Yes I read this article too. It gave me a better understanding of why they did it, but like you said, it was mainly for MacBooks, so why didn't they allow older iMacs this function? The person from AirParrot told me the same thing and that iMacs shouldn't really be affected. They even told me that really, it shouldn't affect ANY of the macs, whether it be Macbook or iMacs, it's just that Apple doesn't want their products to be pushed, performance-wise, to a certain extent, which is way less than what the machines are actually capable of doing. They just don't want to take that chance. I understand that, but again, if this was an issue with mainly Macbooks, why give the same retriction to iMacs?

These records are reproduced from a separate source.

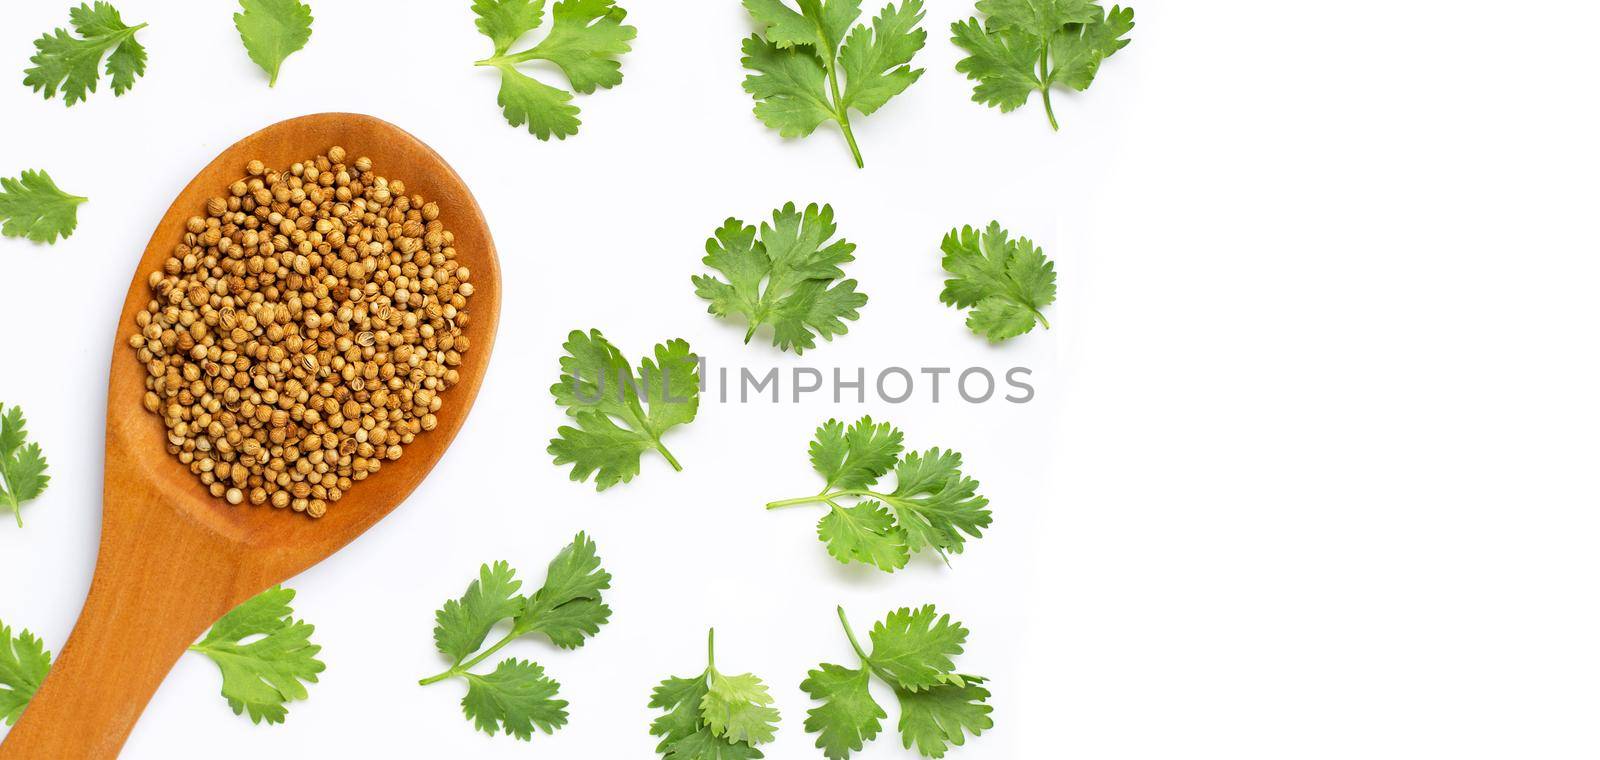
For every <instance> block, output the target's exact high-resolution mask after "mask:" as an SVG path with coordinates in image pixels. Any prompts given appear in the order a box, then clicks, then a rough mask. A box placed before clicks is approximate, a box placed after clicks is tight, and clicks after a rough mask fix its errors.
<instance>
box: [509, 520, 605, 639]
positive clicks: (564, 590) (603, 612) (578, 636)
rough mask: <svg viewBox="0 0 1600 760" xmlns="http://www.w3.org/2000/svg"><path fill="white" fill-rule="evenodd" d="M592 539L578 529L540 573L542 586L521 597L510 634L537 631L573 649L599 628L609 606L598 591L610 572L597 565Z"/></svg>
mask: <svg viewBox="0 0 1600 760" xmlns="http://www.w3.org/2000/svg"><path fill="white" fill-rule="evenodd" d="M595 552H597V549H595V542H594V541H592V539H590V538H589V536H586V534H582V533H579V534H578V538H574V539H573V542H571V544H568V546H566V547H565V549H562V550H560V552H558V554H557V555H555V558H554V560H550V566H549V570H547V571H546V576H544V586H542V587H539V590H536V592H534V594H533V595H531V597H528V598H526V600H523V606H522V610H520V611H518V614H517V622H515V624H514V626H512V632H514V635H525V634H531V632H541V634H544V635H546V637H549V638H550V643H554V645H557V646H560V648H563V650H576V648H579V646H582V645H584V642H586V640H587V638H589V637H592V635H595V634H598V632H600V626H605V622H606V621H608V619H610V618H611V608H610V606H606V605H605V603H602V602H600V592H602V590H605V589H610V587H611V573H606V571H605V570H602V568H600V555H598V554H595Z"/></svg>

What's disturbing is that they didn't announce this at the WWDC. They usually tell you what hardware certain things will work for, but they didn't when they talked about AirPlay. Granted, it was posted on the tech specs the day of the release, but many of us get our information from sites that are in the know and webcast things like the WWDC, and then buy the product with the trust that we got all the information we needed. Lesson learned.

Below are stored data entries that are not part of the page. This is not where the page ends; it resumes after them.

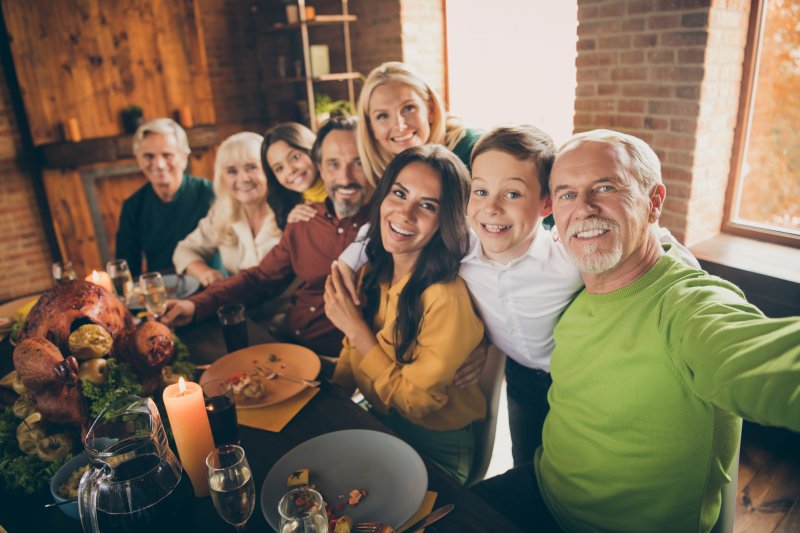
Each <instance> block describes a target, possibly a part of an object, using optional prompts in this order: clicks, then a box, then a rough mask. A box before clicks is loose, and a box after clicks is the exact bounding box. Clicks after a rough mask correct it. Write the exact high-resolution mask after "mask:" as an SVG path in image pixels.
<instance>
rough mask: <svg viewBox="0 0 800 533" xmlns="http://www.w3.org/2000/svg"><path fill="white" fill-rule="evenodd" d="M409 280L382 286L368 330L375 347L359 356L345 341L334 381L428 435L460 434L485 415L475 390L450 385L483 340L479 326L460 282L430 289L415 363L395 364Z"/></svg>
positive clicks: (420, 328) (349, 343)
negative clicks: (437, 431) (370, 329)
mask: <svg viewBox="0 0 800 533" xmlns="http://www.w3.org/2000/svg"><path fill="white" fill-rule="evenodd" d="M409 277H410V274H409V275H407V276H406V277H404V278H403V279H401V280H400V281H399V282H397V283H396V284H395V285H394V286H393V287H388V284H384V285H382V286H381V293H380V298H381V301H380V306H379V308H378V311H377V313H376V314H375V322H374V324H373V328H372V329H373V331H376V335H375V338H376V340H377V341H378V344H377V345H376V346H374V347H373V348H372V349H371V350H370V351H369V353H367V354H366V355H363V356H362V355H361V353H359V351H358V350H357V349H356V348H355V347H354V346H352V345H351V344H350V342H349V341H348V339H347V338H345V340H344V347H343V348H342V352H341V354H340V356H339V362H338V363H337V364H336V370H335V371H334V374H333V381H334V382H335V383H337V384H339V385H342V386H344V387H345V388H347V389H348V390H353V389H355V387H356V386H358V388H359V389H361V393H362V394H363V395H364V397H365V398H366V399H367V400H369V402H370V403H371V404H372V406H373V407H374V408H375V409H377V410H378V411H379V412H381V413H384V414H386V413H388V412H389V411H390V410H395V411H397V412H398V413H399V414H401V415H402V416H404V417H405V418H406V419H408V420H409V421H411V422H413V423H414V424H416V425H418V426H421V427H424V428H428V429H433V430H440V431H445V430H452V429H460V428H462V427H465V426H466V425H467V424H469V423H470V422H473V421H475V420H480V419H482V418H483V416H484V414H485V412H486V401H485V400H484V397H483V394H482V393H481V391H480V389H479V388H478V386H477V385H472V386H469V387H466V388H459V387H455V386H453V385H452V383H453V377H454V376H455V373H456V370H458V368H459V367H460V366H461V364H462V363H463V362H464V361H465V360H466V359H467V357H469V355H470V353H472V350H473V349H475V347H476V346H477V345H478V343H479V342H480V341H481V339H482V338H483V323H482V322H481V320H480V319H479V318H478V316H477V315H476V314H475V310H474V308H473V305H472V300H471V299H470V296H469V292H468V291H467V287H466V285H465V284H464V282H463V281H462V280H461V278H456V280H455V281H453V282H451V283H437V284H435V285H432V286H430V287H428V289H427V290H425V292H423V293H422V306H423V314H422V322H421V328H420V331H419V335H418V336H417V342H416V344H414V345H413V346H412V354H413V360H412V362H411V363H409V364H406V365H399V364H397V363H396V362H395V351H394V345H393V344H392V334H393V331H394V324H395V321H396V320H397V300H398V298H399V296H400V292H401V291H402V290H403V287H405V285H406V282H408V279H409Z"/></svg>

AirParrot works really well. Can be jumpy a bit, but that may be my network or internet connection, but for the most part works fine. To help with CPU usage, so that it doesn't "heat up" your computer, here is what AirParrot's rep suggested how to use it when I contacted them about this issue:
"AirParrot actually needs the OS to render the content to your screen in order to capture it and forward it on to your AppleTV. If you use AirParrot's extend desktop feature (which allows your Apple TV as a virtual second monitor) it will actually use much less CPU because the virtual screen is exactly the size of the TV output resolution, so we do not have to do any work scaling. The virtual screen also uses "virtual" graphics memory that is a direct part of AirParrot, so no extra energy is needed to access the image."
Now, even with that advice, I think AirParrot will still work fine with it's Mirroring option, if you need both screens to have the same content on them.